If this problem happens, the remedy is to rebuild pkgB against pkgA 2.0. I don't know if CRAN rebuilds all downstream dependencies when a package is updated. If it doesn't, then it's possible for CRAN to have incompatible binary builds of pkgA and pkgB, and users would then have to install pkgB from source, with `install.packages("pkgB", type = "source")`.
To avoid this problem entirely, objects of `ClassB` must not be instantiated at build time. You can either instantiate them only in functions, or at package load time, by adding an `.onLoad` function to your package.
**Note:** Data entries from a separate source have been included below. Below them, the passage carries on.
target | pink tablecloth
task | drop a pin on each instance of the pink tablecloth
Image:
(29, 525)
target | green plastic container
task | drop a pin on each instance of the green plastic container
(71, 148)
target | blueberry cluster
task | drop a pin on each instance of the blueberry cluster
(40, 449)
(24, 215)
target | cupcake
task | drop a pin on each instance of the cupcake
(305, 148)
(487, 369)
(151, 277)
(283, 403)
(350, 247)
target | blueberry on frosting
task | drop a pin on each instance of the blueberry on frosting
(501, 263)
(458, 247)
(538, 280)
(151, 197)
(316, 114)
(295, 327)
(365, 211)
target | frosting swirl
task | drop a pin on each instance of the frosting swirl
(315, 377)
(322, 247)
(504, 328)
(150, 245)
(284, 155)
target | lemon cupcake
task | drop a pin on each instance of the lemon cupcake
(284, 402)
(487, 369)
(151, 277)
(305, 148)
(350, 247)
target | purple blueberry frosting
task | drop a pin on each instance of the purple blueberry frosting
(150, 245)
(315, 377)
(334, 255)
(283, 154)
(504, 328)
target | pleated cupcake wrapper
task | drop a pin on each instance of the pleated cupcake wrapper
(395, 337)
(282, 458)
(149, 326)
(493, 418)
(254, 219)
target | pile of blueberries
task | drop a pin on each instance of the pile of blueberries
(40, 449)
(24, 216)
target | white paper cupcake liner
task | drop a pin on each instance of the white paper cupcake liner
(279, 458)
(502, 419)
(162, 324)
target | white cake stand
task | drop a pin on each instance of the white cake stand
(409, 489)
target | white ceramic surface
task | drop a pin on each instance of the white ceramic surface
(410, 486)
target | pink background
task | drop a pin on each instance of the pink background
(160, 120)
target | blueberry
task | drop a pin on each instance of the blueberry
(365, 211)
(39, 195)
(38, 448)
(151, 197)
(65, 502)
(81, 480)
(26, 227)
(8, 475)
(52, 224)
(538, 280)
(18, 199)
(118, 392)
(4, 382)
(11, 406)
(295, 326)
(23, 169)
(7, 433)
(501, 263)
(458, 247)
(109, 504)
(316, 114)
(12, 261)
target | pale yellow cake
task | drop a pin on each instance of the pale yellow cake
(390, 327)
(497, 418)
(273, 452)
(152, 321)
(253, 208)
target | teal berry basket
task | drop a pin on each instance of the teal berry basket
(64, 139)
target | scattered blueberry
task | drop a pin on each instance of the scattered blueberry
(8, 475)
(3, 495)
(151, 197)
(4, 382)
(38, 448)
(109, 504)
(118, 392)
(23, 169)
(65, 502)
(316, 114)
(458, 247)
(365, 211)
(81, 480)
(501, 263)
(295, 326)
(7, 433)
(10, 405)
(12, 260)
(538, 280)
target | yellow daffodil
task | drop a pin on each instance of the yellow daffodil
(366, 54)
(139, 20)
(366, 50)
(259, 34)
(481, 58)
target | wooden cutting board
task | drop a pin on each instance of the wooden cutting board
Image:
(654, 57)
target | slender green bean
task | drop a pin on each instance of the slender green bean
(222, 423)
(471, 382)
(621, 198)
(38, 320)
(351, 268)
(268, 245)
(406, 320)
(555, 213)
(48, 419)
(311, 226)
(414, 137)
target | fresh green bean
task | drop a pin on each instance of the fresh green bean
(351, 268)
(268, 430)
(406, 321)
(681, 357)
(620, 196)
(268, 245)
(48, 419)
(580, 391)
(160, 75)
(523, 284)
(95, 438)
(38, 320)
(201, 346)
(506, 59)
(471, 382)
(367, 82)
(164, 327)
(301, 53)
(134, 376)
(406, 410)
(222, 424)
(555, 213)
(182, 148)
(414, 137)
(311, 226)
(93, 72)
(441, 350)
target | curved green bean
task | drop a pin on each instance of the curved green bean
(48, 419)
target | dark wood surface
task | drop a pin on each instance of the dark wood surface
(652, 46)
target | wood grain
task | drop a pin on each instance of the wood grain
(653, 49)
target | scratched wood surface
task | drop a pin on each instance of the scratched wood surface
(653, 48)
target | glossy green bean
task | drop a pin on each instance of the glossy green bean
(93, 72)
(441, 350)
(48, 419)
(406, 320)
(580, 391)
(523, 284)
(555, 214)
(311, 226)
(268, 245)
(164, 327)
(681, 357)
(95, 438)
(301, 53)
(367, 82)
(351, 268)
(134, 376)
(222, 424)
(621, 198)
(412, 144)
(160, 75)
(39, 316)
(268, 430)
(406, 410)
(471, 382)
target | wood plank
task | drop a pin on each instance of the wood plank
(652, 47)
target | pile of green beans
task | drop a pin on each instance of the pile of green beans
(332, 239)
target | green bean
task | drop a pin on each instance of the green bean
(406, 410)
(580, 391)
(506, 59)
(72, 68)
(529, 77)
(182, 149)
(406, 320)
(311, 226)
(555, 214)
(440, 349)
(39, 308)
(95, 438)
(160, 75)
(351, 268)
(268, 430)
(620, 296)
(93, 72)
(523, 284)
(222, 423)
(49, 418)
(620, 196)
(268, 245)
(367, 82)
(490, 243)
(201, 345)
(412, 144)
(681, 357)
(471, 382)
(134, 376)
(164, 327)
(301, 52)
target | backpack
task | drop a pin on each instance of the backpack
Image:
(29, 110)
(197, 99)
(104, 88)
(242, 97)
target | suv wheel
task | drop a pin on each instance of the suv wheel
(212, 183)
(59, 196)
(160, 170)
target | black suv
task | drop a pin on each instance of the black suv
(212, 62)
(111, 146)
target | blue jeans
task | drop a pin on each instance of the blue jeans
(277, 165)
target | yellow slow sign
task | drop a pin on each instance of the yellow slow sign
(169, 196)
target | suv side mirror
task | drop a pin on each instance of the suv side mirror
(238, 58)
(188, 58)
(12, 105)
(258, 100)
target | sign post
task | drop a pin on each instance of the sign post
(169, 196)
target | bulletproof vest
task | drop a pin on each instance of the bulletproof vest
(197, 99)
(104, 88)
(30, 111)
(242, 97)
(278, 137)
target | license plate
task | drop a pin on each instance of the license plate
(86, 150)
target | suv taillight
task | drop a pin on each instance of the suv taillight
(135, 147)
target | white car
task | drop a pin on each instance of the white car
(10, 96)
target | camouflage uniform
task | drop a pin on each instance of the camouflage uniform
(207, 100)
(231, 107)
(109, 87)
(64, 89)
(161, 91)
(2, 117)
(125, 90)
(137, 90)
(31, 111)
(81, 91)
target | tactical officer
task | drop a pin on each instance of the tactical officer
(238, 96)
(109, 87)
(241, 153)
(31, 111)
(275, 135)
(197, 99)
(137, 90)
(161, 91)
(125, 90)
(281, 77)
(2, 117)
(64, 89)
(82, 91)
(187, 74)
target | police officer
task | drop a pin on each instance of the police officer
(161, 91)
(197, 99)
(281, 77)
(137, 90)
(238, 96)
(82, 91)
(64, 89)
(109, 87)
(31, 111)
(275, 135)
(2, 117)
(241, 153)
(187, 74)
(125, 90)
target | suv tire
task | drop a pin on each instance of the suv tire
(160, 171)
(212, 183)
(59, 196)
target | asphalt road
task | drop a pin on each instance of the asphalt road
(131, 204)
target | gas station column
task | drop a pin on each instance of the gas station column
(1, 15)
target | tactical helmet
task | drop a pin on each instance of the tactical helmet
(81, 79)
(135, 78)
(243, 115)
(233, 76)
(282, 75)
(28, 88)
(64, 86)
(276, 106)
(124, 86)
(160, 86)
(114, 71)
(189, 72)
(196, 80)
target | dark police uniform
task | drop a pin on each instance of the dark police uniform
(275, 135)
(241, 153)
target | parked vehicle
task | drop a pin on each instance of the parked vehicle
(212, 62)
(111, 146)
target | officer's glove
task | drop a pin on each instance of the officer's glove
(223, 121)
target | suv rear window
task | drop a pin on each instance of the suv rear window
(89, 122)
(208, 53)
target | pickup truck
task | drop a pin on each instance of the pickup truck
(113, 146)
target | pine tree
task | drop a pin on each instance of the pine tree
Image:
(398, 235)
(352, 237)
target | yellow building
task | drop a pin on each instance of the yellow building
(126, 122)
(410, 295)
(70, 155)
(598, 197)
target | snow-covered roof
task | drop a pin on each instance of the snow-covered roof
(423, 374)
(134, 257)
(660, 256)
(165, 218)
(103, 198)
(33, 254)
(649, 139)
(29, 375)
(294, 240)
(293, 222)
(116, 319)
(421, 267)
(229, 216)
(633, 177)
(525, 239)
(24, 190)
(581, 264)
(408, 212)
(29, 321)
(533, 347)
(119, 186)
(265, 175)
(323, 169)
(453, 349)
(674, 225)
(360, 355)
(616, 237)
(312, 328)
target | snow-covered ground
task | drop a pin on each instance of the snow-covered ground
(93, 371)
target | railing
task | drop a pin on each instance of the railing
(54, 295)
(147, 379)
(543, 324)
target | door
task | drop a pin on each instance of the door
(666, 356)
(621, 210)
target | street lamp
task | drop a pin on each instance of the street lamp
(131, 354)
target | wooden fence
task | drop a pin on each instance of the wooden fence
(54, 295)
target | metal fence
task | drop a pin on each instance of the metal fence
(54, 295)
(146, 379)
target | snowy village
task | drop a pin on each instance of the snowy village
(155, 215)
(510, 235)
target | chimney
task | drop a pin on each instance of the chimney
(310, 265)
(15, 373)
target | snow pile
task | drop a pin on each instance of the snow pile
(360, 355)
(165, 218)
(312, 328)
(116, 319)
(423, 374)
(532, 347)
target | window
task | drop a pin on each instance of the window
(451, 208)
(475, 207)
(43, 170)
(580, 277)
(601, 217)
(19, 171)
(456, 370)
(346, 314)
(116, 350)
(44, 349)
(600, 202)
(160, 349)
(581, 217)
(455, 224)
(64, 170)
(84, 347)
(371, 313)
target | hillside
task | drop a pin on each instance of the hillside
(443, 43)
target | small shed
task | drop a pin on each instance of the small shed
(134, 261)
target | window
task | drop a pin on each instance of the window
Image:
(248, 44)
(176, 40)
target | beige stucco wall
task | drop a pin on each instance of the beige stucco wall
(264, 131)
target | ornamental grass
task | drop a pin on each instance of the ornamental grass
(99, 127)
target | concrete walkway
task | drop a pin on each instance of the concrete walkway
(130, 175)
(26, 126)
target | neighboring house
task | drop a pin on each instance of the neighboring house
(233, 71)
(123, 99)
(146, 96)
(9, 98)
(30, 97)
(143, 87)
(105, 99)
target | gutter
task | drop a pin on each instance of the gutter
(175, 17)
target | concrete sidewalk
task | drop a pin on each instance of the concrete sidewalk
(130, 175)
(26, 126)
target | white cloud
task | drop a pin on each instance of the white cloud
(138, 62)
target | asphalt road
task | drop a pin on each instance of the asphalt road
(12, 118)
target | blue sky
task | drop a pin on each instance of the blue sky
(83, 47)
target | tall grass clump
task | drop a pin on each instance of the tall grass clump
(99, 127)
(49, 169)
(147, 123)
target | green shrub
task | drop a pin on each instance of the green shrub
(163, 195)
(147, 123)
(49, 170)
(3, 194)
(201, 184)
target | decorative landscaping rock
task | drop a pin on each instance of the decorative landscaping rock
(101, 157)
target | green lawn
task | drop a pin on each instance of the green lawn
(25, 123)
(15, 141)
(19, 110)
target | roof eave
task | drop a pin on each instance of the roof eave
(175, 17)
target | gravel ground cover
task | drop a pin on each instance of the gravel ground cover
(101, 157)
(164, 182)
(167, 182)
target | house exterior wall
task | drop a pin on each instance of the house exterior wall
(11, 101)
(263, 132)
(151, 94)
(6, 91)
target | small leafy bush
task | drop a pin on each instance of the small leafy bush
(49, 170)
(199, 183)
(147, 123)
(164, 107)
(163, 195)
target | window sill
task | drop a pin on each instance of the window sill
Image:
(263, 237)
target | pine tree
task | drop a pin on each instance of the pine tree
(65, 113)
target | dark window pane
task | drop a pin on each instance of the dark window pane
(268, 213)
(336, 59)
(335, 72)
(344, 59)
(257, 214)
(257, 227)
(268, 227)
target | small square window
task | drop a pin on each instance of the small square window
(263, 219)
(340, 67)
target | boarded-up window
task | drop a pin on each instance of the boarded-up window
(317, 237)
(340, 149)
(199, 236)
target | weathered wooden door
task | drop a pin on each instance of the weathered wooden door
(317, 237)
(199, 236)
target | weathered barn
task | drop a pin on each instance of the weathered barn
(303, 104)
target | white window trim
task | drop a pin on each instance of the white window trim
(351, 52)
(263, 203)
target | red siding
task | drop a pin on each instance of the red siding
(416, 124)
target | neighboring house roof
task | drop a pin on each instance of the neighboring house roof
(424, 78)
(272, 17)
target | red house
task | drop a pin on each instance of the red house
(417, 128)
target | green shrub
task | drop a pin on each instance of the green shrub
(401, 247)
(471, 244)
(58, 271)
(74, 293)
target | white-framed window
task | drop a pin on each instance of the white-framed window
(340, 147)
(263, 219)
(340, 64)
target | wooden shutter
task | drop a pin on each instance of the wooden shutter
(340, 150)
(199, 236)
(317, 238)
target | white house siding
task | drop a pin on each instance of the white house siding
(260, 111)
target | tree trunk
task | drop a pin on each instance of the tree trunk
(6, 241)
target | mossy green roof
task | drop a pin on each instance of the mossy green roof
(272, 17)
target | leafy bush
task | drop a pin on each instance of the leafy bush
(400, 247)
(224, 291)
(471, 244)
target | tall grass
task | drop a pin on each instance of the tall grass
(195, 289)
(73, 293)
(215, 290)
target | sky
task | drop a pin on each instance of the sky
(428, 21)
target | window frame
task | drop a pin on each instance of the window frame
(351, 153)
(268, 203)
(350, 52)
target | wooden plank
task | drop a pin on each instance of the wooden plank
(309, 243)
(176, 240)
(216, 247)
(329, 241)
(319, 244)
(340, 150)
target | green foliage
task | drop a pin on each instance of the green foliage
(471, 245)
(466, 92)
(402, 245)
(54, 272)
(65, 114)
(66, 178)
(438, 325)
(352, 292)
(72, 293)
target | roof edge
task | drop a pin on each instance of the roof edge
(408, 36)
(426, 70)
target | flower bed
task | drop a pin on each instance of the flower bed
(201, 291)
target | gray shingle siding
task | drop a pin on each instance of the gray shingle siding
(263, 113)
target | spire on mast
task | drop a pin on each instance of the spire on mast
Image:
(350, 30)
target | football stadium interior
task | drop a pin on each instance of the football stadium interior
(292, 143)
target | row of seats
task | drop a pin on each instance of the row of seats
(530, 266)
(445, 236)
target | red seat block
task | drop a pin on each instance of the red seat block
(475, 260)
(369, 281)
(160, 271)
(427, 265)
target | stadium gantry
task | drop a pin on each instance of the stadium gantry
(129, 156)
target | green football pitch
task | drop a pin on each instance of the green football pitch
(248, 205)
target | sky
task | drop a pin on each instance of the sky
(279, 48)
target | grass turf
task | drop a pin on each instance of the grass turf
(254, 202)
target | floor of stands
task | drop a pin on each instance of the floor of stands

For example:
```{r eval=FALSE}
ClassB <- R6Class("ClassB",
inherit = pkgA::ClassA,
public = list(x = 1)
)
# We'll fill this at load time
objB <- NULL
.onLoad <- function(libname, pkgname) {
# The namespace is locked after loading; we can still modify objB at this time.
objB <<- ClassB$new()
}
```
You might be wondering why `ClassB` (the class, not the instance of the class `objB`) doesn't save a copy of `pkgA::ClassA` inside of it when the package is built. This is because, for the `inherit` argument, `R6Class` saves the unevaluated expression, (`pkgA::ClassA`), and evaluates it when `$new()` is called.
## Wrap-up
In summary:
* Portable classes allow inheritance across different packages.
* Portable classes always require the use of `self` or `private` to access members. This can incur a small performance penalty, since using `self$x` is slower than just `x`.